Quando esses produtores persistem em manter uma estrutura familiar que sobreviveu ao passar ao tempo enfrentando com sucesso o desgaste natural da inevitável erosão patrimonial de partilhas e heranças, a admiração é ainda superior. Sobretudo quando essas mesmas empresas familiares são capazes de prosseguir a vida com ânimo, reinventando-se e renovando-se, superando com sucesso os duros obstáculos que o tempo vai colocando.
Tem sido esse o paradigma da Blandy’s, hoje integrada no nome mais genérico da Madeira Wine Company, um dos símbolos por excelência da nobreza do Vinho da Madeira. Apesar de estar longe de ser o maior produtor de Vinho da Madeira em volume, a Blandy’s ocupa um assento muito especial na história rica do grande vinho generoso da ilha da Madeira.
De forma assumidamente provocatória, quase se pode confundir o Vinho da Madeira com a própria Blandy’s ou a Madeira Wine Company e o seu vasto portefólio de marcas, que engloba ainda os nomes respeitados da Cossart Gordon e Miles. O percurso histórico é complexo e cativante resultado de junções e fusões intricadas, de uniões de vontade ou casamentos forçados pelas circunstâncias. Conhecendo a biografia da empresa, percebe-se de imediato que seria possível traçar o enredo de uma notável ficção portuguesa com traços ingleses num empresa que reúne condições para arquitectar uma trama épica de cinema.
Instituída em 1913 então sob a designação Madeira Wine Association, a empresa permitiu a associação de um conjunto de empresas históricas de Vinho da Madeira. Sob este guarda-chuva genérico foram agregadas companhias de maior e menor dimensão de forma a rentabilizar as capacidades de exportação numa época de crise em que o negócio de Vinho da Madeira sofria momentos de amargor. Uma concentração de marcas e companhias que implicou fusões e cedências, já que contava com um número quase desproporcionado de rótulos e etiquetas, de lotes e relações comerciais complexas capazes de confundir o gestor mais paciente.

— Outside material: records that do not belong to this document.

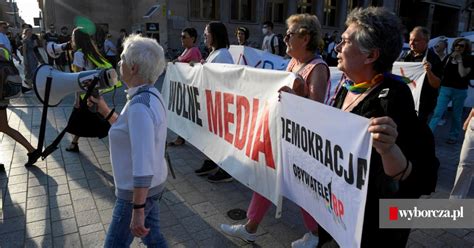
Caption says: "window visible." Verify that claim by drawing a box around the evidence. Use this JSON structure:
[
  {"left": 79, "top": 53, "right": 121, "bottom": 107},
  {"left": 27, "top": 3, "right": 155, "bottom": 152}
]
[
  {"left": 230, "top": 0, "right": 257, "bottom": 22},
  {"left": 296, "top": 0, "right": 313, "bottom": 14},
  {"left": 323, "top": 0, "right": 336, "bottom": 27},
  {"left": 265, "top": 0, "right": 286, "bottom": 23},
  {"left": 189, "top": 0, "right": 220, "bottom": 20}
]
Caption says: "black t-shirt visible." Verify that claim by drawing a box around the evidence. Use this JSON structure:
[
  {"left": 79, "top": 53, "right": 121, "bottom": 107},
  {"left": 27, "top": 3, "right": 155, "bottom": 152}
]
[
  {"left": 58, "top": 34, "right": 71, "bottom": 44},
  {"left": 44, "top": 32, "right": 59, "bottom": 43},
  {"left": 402, "top": 49, "right": 443, "bottom": 122},
  {"left": 334, "top": 76, "right": 425, "bottom": 247},
  {"left": 441, "top": 55, "right": 473, "bottom": 90}
]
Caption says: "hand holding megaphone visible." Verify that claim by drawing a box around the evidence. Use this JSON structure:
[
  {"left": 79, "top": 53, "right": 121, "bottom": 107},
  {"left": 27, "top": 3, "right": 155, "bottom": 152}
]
[
  {"left": 87, "top": 95, "right": 110, "bottom": 118},
  {"left": 46, "top": 41, "right": 71, "bottom": 59}
]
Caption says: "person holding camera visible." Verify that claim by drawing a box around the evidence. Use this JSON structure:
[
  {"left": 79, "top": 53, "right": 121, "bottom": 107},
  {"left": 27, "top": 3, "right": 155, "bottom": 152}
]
[
  {"left": 88, "top": 35, "right": 168, "bottom": 247},
  {"left": 22, "top": 28, "right": 44, "bottom": 88},
  {"left": 429, "top": 38, "right": 473, "bottom": 144},
  {"left": 66, "top": 27, "right": 112, "bottom": 153}
]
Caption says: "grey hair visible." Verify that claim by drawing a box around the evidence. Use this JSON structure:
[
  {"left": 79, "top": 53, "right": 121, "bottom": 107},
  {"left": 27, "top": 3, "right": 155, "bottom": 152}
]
[
  {"left": 346, "top": 7, "right": 403, "bottom": 73},
  {"left": 410, "top": 26, "right": 431, "bottom": 41},
  {"left": 120, "top": 35, "right": 166, "bottom": 84}
]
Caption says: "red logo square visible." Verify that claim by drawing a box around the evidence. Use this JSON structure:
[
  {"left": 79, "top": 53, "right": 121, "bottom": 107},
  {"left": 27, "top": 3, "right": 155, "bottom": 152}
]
[{"left": 388, "top": 207, "right": 398, "bottom": 221}]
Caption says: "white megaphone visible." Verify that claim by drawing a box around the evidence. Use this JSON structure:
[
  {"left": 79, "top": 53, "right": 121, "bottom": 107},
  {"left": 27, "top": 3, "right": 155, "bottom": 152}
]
[
  {"left": 46, "top": 42, "right": 70, "bottom": 59},
  {"left": 33, "top": 64, "right": 118, "bottom": 107}
]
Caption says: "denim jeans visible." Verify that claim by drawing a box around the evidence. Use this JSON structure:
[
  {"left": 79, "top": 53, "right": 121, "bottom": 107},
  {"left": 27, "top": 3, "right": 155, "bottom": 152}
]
[
  {"left": 104, "top": 194, "right": 167, "bottom": 248},
  {"left": 430, "top": 86, "right": 467, "bottom": 140},
  {"left": 450, "top": 117, "right": 474, "bottom": 199}
]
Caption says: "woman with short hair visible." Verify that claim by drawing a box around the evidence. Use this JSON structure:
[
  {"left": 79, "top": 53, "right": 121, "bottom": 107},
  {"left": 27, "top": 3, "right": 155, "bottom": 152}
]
[
  {"left": 66, "top": 27, "right": 112, "bottom": 153},
  {"left": 194, "top": 22, "right": 234, "bottom": 183},
  {"left": 88, "top": 35, "right": 168, "bottom": 247},
  {"left": 168, "top": 28, "right": 202, "bottom": 146},
  {"left": 322, "top": 7, "right": 436, "bottom": 247},
  {"left": 221, "top": 14, "right": 331, "bottom": 247},
  {"left": 430, "top": 38, "right": 473, "bottom": 144}
]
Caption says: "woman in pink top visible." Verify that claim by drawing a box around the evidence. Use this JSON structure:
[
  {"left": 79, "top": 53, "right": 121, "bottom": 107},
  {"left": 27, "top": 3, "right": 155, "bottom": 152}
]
[
  {"left": 168, "top": 28, "right": 202, "bottom": 146},
  {"left": 176, "top": 28, "right": 202, "bottom": 63},
  {"left": 221, "top": 14, "right": 331, "bottom": 248}
]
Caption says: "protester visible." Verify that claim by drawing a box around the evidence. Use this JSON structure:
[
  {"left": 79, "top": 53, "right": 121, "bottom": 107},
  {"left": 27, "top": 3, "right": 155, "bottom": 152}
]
[
  {"left": 434, "top": 39, "right": 448, "bottom": 62},
  {"left": 0, "top": 47, "right": 41, "bottom": 172},
  {"left": 235, "top": 26, "right": 252, "bottom": 47},
  {"left": 0, "top": 21, "right": 21, "bottom": 63},
  {"left": 116, "top": 28, "right": 128, "bottom": 56},
  {"left": 104, "top": 34, "right": 117, "bottom": 69},
  {"left": 221, "top": 14, "right": 330, "bottom": 247},
  {"left": 430, "top": 38, "right": 473, "bottom": 144},
  {"left": 194, "top": 21, "right": 234, "bottom": 183},
  {"left": 7, "top": 31, "right": 21, "bottom": 64},
  {"left": 449, "top": 108, "right": 474, "bottom": 199},
  {"left": 402, "top": 26, "right": 443, "bottom": 123},
  {"left": 322, "top": 7, "right": 436, "bottom": 247},
  {"left": 22, "top": 28, "right": 44, "bottom": 88},
  {"left": 66, "top": 27, "right": 112, "bottom": 152},
  {"left": 88, "top": 35, "right": 168, "bottom": 247},
  {"left": 326, "top": 31, "right": 341, "bottom": 66},
  {"left": 262, "top": 21, "right": 280, "bottom": 55},
  {"left": 168, "top": 28, "right": 202, "bottom": 146},
  {"left": 57, "top": 26, "right": 71, "bottom": 71},
  {"left": 44, "top": 24, "right": 59, "bottom": 66}
]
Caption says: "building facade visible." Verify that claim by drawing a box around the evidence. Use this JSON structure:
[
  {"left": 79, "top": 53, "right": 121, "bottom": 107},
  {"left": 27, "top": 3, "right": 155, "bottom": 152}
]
[
  {"left": 0, "top": 0, "right": 24, "bottom": 31},
  {"left": 38, "top": 0, "right": 473, "bottom": 50}
]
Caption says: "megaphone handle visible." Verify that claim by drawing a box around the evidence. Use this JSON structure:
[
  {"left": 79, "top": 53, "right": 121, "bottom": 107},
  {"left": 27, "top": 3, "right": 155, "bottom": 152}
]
[{"left": 86, "top": 89, "right": 100, "bottom": 113}]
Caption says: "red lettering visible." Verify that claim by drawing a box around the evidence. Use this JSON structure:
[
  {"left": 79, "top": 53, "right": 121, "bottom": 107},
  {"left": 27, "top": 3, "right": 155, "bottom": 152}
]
[
  {"left": 234, "top": 96, "right": 250, "bottom": 150},
  {"left": 247, "top": 105, "right": 275, "bottom": 169},
  {"left": 206, "top": 90, "right": 222, "bottom": 137},
  {"left": 245, "top": 98, "right": 258, "bottom": 158},
  {"left": 224, "top": 93, "right": 234, "bottom": 144}
]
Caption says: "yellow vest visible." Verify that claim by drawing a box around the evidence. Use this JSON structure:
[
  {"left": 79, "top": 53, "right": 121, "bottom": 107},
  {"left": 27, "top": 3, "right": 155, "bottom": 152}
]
[{"left": 78, "top": 49, "right": 123, "bottom": 98}]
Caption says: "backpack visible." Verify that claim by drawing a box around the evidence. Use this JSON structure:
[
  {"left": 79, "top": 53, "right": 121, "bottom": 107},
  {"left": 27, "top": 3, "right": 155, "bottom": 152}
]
[
  {"left": 270, "top": 34, "right": 286, "bottom": 57},
  {"left": 0, "top": 48, "right": 22, "bottom": 100}
]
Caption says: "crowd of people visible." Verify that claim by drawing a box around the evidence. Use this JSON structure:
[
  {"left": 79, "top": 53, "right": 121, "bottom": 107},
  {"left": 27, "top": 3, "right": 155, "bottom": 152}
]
[{"left": 0, "top": 4, "right": 474, "bottom": 247}]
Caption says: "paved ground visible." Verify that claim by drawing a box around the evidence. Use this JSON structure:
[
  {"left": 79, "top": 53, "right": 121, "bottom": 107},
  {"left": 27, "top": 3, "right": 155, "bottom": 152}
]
[{"left": 0, "top": 63, "right": 474, "bottom": 247}]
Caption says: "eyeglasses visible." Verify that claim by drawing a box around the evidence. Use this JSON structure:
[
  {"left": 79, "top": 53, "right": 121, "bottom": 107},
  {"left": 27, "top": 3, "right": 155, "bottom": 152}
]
[{"left": 284, "top": 32, "right": 296, "bottom": 40}]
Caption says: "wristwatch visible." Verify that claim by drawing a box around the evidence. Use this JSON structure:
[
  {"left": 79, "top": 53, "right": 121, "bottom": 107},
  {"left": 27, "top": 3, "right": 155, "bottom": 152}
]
[{"left": 133, "top": 203, "right": 146, "bottom": 209}]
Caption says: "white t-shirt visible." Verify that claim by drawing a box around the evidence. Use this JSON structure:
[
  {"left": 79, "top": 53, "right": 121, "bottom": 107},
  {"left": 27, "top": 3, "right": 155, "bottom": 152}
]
[
  {"left": 262, "top": 33, "right": 278, "bottom": 54},
  {"left": 72, "top": 51, "right": 95, "bottom": 71},
  {"left": 0, "top": 33, "right": 12, "bottom": 53},
  {"left": 109, "top": 85, "right": 168, "bottom": 200},
  {"left": 206, "top": 48, "right": 234, "bottom": 64},
  {"left": 327, "top": 41, "right": 337, "bottom": 59},
  {"left": 104, "top": 40, "right": 117, "bottom": 56}
]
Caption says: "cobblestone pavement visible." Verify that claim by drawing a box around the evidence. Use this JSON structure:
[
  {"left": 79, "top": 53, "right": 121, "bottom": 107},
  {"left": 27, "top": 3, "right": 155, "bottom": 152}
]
[{"left": 0, "top": 68, "right": 474, "bottom": 247}]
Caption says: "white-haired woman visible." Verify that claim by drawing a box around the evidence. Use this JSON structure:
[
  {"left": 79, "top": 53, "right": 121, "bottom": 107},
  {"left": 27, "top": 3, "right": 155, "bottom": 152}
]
[{"left": 88, "top": 35, "right": 168, "bottom": 247}]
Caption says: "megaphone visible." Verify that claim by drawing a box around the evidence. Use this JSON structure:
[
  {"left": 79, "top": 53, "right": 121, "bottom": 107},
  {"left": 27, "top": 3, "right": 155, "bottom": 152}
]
[
  {"left": 46, "top": 42, "right": 71, "bottom": 59},
  {"left": 33, "top": 64, "right": 118, "bottom": 107}
]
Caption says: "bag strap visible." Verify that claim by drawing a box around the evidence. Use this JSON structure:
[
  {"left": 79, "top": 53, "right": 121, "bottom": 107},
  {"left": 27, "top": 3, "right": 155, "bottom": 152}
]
[
  {"left": 130, "top": 90, "right": 166, "bottom": 113},
  {"left": 270, "top": 34, "right": 280, "bottom": 54}
]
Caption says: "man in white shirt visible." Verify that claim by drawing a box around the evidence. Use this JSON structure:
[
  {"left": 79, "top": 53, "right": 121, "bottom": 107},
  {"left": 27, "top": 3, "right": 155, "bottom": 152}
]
[
  {"left": 0, "top": 21, "right": 12, "bottom": 54},
  {"left": 262, "top": 21, "right": 279, "bottom": 55},
  {"left": 104, "top": 34, "right": 120, "bottom": 68}
]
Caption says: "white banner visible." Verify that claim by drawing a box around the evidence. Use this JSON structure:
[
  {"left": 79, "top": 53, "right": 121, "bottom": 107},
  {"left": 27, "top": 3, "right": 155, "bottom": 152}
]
[
  {"left": 229, "top": 45, "right": 428, "bottom": 111},
  {"left": 229, "top": 45, "right": 290, "bottom": 71},
  {"left": 392, "top": 62, "right": 426, "bottom": 111},
  {"left": 162, "top": 63, "right": 295, "bottom": 204},
  {"left": 280, "top": 93, "right": 372, "bottom": 247}
]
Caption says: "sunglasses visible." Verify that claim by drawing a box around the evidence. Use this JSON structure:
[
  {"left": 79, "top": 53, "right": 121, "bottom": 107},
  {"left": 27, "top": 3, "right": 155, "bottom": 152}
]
[{"left": 284, "top": 32, "right": 296, "bottom": 39}]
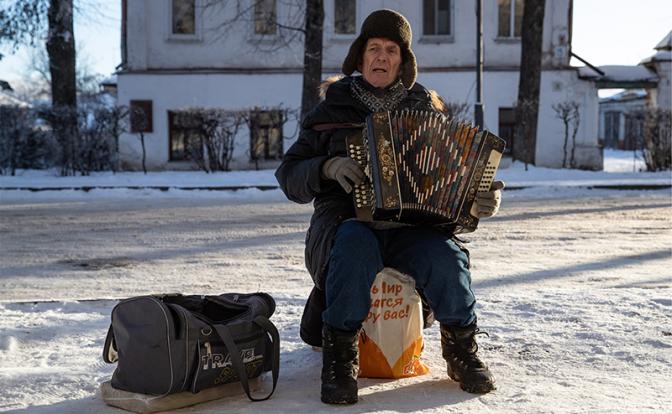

Nos anos oitenta, na sequência de uma reestruturação interna, reduziu-se o número de referências para um núcleo de nove nomes, Blandy’s, Cossart Gordon, Ferraz, Freitas Martins, Gomes, Leacock, Lomelino, Miles e Power Drury que paulatina mas conscientemente começou a ser reduzido a duas grandes referências históricas, Blandy’s e Cossart Gordon, embora subsistam mercados onde os nomes Leacock e Miles ainda gozam de prestígio e capacidade de atracção.
Por amor ao vinho, por terem as suas raízes e o seu coração na ilha da Madeira, a família Blandy decidiu empenhar-se no romantismo do vinho sustentando uma participação activa no negócio. Provavelmente não será do conhecimento comum, mas o vinho representa uma parte ínfima no universo de negócios da família Blandy, que se dedica ainda à banca, construção e reparação naval, transporte marítimo, seguros, agências de viagem, imobiliário, hotelaria, imprensa e orquídeas, actividades que representam as outras faces da actividade económica deste produtor de vinho.